Jonathan's friend, George Christopher (Ted Danson), is going through changes of his own. His magazine has been bought out by a very conservative corporation and George's role is greatly diminished, with his column being cut and he finds out he has prostate cancer! He finds himself at odds all season with Kathryn (Mary Kay Place), a woman from corporate, only to discover she is into him. Although George eventually finds out his cancer diagnosis was a mix-up, he does happily use it as a "medicinal" excuse when the new company forces him to take a drug test, which he patently fails.
Jonathan takes on some crazy clients this season, including a cross-dressing policeman who needs him to retrieve a hard drive with sensitive info from a dominatrix's dungeon; George's publishing rival, Richard Antrem (Oliver Platt), who suspects his wife (and George's ex) of cheating; an Indian restaurant-owner/wife who suspects her husband of cheating; Ray's ex, Leah, who hires him to find her missing dog, Little Ray; and finally, a dermatologist who needs Jonathan to deliver a message to his beloved, a young woman (maybe?) who works for her family at a Korean massage spa. Jonathan also finds himself kidnapped by thugs, attacked by drug dealers, and constantly at battle with his own nemesis, Louis Greene (John Hodgman), whether it's for the same job or a writing contest in the New Yorker.

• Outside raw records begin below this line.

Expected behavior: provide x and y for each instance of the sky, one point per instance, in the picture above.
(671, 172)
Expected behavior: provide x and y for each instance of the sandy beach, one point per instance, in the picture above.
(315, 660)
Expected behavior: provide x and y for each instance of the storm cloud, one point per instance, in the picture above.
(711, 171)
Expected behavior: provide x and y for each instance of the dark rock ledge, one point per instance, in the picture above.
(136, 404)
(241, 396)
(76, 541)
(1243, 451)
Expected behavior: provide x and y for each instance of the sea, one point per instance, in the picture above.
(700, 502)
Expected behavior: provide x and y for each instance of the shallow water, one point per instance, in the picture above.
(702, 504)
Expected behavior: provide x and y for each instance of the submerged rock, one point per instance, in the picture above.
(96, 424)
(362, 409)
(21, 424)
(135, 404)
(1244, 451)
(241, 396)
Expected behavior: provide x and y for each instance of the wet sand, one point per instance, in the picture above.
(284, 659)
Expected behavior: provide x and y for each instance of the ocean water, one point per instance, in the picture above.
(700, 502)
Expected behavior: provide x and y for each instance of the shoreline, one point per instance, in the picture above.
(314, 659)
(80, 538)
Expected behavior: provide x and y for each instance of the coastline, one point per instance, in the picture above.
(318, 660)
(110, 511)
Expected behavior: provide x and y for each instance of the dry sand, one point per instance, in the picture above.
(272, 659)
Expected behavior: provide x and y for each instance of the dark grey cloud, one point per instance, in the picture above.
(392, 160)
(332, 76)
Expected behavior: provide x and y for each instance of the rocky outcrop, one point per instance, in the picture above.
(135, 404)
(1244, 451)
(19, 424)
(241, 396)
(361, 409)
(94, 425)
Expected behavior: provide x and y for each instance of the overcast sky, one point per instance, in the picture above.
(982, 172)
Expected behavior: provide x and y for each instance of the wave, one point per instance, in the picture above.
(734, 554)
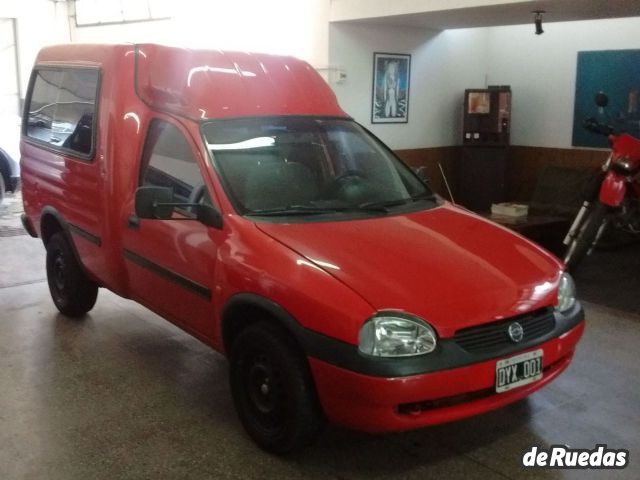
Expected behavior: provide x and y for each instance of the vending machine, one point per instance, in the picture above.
(481, 166)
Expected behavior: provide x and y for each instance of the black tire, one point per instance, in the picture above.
(72, 292)
(2, 187)
(273, 391)
(587, 231)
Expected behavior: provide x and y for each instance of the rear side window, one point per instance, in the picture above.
(61, 109)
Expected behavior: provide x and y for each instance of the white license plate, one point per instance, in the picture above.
(518, 370)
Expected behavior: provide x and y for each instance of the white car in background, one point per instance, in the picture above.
(9, 154)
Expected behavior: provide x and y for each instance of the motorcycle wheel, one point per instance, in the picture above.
(582, 242)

Overall, I enjoyed Bored to Death: The Complete Second Season, but not quite as much as I enjoyed Season One. I did have several laugh-out-loud moments while watching the show and it is greatly amusing, but the season finale just didn't have as much "punch" as the last one did. I did really enjoy the episode where George and Ray take up arms to rescue Jonathan after he has been kidnapped, and seeing Ray get shot in the forehead with a rubber bullet was pretty damned funny.
Bonus features include audio commentary on select episodes, deleted scenes, outtakes, and "Inside the Episode" featurettes where writer Jonathan Ames discusses the ideas behind each episode. they are nothing spectaculr, but are a fun watch. I didn't really notice a huge visual upgrade in viewing the Blu-ray version as opposed to standard DVD. Sure, it looked crisp, but the show isn't particularly visually arresting, so it didn't make that big of a difference.
Bored to Death is all about the aimlessness in life of a trio of friends who soothe themselves with drugs and alcohol and this show definitely earns its mature rating with a plethora of nudity and excessive drug use. However, it's a pretty funny jaunt through Brooklyn and also through the mind of one Jonathan Ames, unlicensed detective, part-time teacher and sometimes successful writer. If you've been following the show, you'll probably want to see where it goes this season.